In its origins, topiary displays the seeds of both folk and refined traditions. The practice goes back at least to the Romans, when it was the preserve of the wealthy few who could afford a hedge-tending slave, a topiarius. Yet the form was remarkably free. The Roman senator Pliny the Younger, describing the garden of his first-century Tuscan villa, speaks of “diverse animals in box hedge” and “a thousand different forms”.
The Romans spread topiary throughout the known world yet it would have died with the demise of their empire, in the dark ages, had it not been for its furtive cultivation in monasteries. Topiary flourished once again during the Renaissance, which was when it put down its deep roots in aristocratic gardens, blooming most magnificently at Versailles. But it was again almost to disappear in the 18th century, under the influence of “Capability” Brown’s naturalistic landscaping, until the Victorians, with a penchant for aesthetic twiddling, revived it once more.
Today, topiary both attracts lovers of kitsch – encompassed by the artist Jeff Koons’ wantonly vulgar, enormous “Puppy” – as well as luring lovers of Latin. One topiary retailers’ group grandly promotes itself with a golden banner inscribed “Domus de Topiarius”.
The European Topiary Society – founding secretary the Countess Véronique Goblet d’Alviella – names its serious-sounding journal after Roman slave Topiarius. Speaking for the society, Roger Last, a former BBC gardening filmmaker, says its aims are high-minded. “Topiary teddy bears and helicopters are amusing and have a place but they are a diversion from the predominantly sophisticated use of topiary over the centuries,” he says.

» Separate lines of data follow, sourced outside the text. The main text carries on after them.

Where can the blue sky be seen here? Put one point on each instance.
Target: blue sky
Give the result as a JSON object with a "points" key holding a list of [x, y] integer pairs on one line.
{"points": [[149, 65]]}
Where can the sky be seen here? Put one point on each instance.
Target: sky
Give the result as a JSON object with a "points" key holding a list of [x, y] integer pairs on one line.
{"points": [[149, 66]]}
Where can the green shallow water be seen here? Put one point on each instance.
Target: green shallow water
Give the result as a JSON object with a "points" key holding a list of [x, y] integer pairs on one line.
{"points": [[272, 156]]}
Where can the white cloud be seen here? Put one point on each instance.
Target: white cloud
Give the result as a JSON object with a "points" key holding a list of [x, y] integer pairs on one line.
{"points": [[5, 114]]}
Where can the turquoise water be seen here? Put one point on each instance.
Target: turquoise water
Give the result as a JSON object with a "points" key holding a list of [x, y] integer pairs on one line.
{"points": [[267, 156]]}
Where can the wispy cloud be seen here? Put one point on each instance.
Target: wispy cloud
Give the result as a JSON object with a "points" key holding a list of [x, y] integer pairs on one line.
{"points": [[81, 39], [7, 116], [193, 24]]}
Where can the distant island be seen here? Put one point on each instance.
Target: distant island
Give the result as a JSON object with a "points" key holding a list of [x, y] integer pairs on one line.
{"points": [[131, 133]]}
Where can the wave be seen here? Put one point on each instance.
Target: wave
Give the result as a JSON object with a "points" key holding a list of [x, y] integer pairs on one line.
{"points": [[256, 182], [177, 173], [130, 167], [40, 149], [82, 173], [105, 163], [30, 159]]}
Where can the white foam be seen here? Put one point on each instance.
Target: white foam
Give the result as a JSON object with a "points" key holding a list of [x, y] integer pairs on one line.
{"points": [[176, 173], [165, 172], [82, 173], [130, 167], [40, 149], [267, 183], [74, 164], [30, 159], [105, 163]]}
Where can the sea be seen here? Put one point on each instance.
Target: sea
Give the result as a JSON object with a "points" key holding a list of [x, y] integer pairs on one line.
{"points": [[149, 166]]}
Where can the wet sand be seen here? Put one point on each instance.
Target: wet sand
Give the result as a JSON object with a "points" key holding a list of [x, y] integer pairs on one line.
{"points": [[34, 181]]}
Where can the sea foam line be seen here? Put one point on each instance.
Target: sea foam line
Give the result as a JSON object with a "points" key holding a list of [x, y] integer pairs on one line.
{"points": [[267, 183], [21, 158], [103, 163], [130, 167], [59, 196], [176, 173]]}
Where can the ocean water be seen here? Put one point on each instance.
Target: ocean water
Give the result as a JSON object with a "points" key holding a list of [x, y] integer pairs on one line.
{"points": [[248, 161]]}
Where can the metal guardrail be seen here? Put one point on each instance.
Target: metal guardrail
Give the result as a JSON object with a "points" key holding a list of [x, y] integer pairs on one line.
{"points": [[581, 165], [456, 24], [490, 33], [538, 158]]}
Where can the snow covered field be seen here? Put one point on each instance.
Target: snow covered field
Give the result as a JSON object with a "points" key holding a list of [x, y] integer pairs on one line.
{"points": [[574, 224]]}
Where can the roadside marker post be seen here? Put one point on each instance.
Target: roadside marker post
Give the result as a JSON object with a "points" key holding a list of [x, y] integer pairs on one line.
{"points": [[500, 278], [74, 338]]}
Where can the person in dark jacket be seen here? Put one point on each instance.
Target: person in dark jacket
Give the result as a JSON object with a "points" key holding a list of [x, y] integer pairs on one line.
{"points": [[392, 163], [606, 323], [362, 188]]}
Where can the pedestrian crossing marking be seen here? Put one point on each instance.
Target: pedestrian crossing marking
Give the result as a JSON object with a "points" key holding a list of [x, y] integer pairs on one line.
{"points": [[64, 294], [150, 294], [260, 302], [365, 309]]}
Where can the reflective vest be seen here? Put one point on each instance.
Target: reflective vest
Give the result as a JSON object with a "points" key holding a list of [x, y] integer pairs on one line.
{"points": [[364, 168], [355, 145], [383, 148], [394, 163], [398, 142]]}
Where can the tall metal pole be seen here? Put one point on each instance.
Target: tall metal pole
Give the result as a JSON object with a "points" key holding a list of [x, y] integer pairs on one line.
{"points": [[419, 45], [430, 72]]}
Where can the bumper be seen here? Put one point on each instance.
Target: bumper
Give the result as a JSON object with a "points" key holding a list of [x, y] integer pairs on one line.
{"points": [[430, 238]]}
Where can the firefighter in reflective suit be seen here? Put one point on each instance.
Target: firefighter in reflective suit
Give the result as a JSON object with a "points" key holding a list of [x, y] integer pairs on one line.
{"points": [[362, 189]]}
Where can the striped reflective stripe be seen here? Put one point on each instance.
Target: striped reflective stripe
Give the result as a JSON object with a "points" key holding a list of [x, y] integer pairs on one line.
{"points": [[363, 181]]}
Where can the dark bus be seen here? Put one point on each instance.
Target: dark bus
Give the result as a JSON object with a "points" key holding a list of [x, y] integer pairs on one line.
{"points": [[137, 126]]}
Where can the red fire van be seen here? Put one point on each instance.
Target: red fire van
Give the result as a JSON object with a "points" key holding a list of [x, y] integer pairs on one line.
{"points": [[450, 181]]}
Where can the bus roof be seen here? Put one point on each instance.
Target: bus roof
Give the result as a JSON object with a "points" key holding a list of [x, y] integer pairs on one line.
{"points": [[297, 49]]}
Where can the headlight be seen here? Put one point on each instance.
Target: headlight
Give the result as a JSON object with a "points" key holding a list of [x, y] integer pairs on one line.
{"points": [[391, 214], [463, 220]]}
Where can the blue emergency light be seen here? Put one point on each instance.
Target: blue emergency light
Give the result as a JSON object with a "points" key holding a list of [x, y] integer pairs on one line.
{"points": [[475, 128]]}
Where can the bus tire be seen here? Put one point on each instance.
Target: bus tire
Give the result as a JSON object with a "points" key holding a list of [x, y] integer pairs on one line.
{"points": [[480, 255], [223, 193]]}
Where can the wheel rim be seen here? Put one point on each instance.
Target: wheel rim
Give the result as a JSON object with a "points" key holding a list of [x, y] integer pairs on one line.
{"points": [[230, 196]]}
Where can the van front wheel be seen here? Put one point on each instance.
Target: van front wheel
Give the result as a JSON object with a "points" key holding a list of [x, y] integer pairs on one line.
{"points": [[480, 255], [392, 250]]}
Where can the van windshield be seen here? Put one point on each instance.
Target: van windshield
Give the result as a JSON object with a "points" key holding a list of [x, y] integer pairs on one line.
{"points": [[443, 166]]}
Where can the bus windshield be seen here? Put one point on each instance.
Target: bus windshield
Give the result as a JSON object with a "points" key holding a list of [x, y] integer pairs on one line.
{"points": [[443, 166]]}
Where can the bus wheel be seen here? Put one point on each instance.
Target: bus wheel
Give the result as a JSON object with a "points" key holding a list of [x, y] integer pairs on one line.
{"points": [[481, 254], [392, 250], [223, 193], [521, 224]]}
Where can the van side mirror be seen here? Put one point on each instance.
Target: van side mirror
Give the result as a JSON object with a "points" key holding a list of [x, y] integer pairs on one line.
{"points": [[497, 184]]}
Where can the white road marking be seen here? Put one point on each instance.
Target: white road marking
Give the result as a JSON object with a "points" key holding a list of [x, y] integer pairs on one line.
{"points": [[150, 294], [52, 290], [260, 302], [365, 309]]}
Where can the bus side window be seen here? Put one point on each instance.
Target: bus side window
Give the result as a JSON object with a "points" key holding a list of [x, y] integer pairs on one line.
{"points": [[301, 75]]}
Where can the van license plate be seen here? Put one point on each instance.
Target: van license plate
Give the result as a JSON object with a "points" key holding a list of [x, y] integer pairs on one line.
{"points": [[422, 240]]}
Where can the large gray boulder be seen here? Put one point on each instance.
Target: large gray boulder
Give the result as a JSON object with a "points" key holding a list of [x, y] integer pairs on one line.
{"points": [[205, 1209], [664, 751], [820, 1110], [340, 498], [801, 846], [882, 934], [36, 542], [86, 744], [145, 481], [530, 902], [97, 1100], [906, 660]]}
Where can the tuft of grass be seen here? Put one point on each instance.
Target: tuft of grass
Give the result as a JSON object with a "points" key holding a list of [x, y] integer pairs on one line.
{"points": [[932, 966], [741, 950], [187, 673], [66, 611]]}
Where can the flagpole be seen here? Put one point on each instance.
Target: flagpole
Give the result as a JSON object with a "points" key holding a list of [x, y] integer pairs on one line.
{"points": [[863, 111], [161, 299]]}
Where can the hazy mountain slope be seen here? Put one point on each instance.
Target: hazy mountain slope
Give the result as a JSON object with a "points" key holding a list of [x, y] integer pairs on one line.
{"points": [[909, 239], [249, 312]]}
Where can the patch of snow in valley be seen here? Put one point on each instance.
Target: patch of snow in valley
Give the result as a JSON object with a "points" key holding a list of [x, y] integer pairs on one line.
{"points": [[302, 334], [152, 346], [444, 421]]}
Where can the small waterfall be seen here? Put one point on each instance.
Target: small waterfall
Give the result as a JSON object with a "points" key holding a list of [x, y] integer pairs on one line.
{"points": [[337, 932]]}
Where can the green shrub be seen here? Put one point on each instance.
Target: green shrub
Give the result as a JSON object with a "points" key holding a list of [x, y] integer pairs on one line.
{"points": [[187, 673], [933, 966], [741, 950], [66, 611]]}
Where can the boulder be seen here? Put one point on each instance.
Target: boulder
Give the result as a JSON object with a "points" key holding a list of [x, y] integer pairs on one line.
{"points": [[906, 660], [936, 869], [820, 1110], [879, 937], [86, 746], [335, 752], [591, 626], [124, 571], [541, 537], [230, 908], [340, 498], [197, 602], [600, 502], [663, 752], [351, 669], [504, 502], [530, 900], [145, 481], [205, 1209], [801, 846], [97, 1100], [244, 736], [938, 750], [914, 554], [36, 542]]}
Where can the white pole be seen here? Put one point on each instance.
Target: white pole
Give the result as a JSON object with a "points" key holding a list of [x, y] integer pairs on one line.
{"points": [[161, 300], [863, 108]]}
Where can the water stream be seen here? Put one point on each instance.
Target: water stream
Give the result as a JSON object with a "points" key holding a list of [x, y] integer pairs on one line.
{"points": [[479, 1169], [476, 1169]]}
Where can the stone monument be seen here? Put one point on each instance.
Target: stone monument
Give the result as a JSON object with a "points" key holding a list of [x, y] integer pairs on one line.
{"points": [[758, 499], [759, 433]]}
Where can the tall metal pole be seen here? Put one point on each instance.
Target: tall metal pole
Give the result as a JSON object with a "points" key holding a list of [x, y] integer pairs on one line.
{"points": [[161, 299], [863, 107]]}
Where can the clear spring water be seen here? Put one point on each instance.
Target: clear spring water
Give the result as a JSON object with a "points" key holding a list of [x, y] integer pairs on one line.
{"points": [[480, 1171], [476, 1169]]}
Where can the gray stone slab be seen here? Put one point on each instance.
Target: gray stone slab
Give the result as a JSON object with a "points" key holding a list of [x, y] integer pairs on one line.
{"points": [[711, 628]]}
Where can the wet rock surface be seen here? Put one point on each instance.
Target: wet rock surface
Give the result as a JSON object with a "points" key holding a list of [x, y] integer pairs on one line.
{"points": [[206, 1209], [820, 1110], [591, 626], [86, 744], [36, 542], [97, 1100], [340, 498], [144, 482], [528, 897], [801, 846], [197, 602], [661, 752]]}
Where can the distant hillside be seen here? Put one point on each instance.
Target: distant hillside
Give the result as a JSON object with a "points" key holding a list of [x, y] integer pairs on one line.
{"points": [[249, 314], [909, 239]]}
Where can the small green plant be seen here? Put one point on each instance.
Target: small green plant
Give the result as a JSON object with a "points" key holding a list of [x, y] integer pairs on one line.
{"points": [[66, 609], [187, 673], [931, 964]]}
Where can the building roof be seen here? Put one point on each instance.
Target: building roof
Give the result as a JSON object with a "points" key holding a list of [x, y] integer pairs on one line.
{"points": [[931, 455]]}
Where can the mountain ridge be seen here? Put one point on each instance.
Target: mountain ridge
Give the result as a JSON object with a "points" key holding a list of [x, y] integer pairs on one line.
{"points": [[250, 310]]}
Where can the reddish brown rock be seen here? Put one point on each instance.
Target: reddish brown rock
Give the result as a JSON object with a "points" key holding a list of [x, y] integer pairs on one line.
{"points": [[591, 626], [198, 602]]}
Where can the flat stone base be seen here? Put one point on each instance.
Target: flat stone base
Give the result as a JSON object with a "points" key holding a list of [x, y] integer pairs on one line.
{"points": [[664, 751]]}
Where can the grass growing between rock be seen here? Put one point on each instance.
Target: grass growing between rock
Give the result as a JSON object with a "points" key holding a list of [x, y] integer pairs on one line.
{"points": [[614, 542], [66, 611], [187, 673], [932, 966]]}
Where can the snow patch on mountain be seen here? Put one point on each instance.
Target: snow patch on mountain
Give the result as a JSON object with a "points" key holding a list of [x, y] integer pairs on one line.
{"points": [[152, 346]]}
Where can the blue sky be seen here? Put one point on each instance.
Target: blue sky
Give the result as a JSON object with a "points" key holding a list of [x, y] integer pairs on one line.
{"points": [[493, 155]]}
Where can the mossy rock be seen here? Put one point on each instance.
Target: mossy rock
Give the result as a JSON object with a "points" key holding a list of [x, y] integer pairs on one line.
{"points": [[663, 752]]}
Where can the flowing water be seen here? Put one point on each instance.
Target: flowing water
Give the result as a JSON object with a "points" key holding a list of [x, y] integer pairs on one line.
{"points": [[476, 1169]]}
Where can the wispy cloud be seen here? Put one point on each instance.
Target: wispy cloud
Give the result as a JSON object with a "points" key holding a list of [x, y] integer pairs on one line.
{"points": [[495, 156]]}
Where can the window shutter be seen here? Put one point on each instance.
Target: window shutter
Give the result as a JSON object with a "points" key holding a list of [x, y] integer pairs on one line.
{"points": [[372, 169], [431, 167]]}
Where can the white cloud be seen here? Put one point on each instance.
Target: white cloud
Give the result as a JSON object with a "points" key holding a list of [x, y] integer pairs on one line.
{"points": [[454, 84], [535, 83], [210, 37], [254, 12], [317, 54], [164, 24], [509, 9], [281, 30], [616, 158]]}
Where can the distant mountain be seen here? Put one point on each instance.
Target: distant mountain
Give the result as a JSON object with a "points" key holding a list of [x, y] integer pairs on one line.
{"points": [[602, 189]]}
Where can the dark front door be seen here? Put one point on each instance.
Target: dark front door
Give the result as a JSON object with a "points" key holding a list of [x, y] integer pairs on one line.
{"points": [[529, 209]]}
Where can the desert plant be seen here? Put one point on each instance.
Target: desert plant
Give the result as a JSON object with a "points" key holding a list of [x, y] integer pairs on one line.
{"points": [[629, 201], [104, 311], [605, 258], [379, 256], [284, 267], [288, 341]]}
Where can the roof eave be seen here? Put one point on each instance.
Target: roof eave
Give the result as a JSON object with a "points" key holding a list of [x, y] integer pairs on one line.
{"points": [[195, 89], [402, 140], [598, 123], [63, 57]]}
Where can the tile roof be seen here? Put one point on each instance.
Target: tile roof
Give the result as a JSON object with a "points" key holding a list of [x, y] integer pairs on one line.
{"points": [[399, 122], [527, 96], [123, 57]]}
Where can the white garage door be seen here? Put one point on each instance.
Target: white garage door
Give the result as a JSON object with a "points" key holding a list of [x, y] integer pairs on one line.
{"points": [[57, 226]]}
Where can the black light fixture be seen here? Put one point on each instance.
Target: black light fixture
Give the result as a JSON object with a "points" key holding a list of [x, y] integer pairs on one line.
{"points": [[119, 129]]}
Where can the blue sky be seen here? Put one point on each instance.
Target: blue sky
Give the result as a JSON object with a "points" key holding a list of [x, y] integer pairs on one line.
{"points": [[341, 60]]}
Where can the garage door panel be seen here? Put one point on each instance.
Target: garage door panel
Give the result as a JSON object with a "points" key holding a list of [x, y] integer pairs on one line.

Topiary, he suggests, should have a particular relationship to the landscape. That often takes the form of reflection: “If you have a very flat landscape, which you can see beyond the garden, you might emphasise it with horizontal hedges. If you have an undulating landscape, you could pick it up with hedges that curve and sweep.”
According to Last, the most dramatic pieces should involve a certain amount of contrast, with highly unnatural, strictly geometrical shapes among the most compelling uses of topiary. Last says: “They may be sculptures in their own right or used as hedges to subdivide the garden in intricate ways.”
Intelligent topiary is not confined to the past, he says citing the wave hedges at Thames Barrier Park in London and the stupendous, surgical but shapely hornbeam buttresses at the Manoir d’Eyrignac in France.
Perhaps the problem with pop culture topiary is its lack of meaning. Aristocratic topiary was trying to express something, albeit dominion over man and nature and rather too flamboyantly in the case of Louis XVI. Japanese plant sculpture, niwaki, clips trees to appear old and bowed because of the association of age with wisdom. Disney figures, by contrast, are likely to rest only fleetingly in the mind.
Yet topiarists are fashioning new meaning. Hendy speaks approvingly of turf sculptures, a form of “land art” that designers are increasingly placing in large private gardens. The renowned Dutch gardener Piet Oudolf has perfected “cloud topiary”, modelled on the loose, organic shapes of farmhouse hedges. Today, he tells me, “the emphasis is on ecology – low-maintenance native hedges requiring little water”.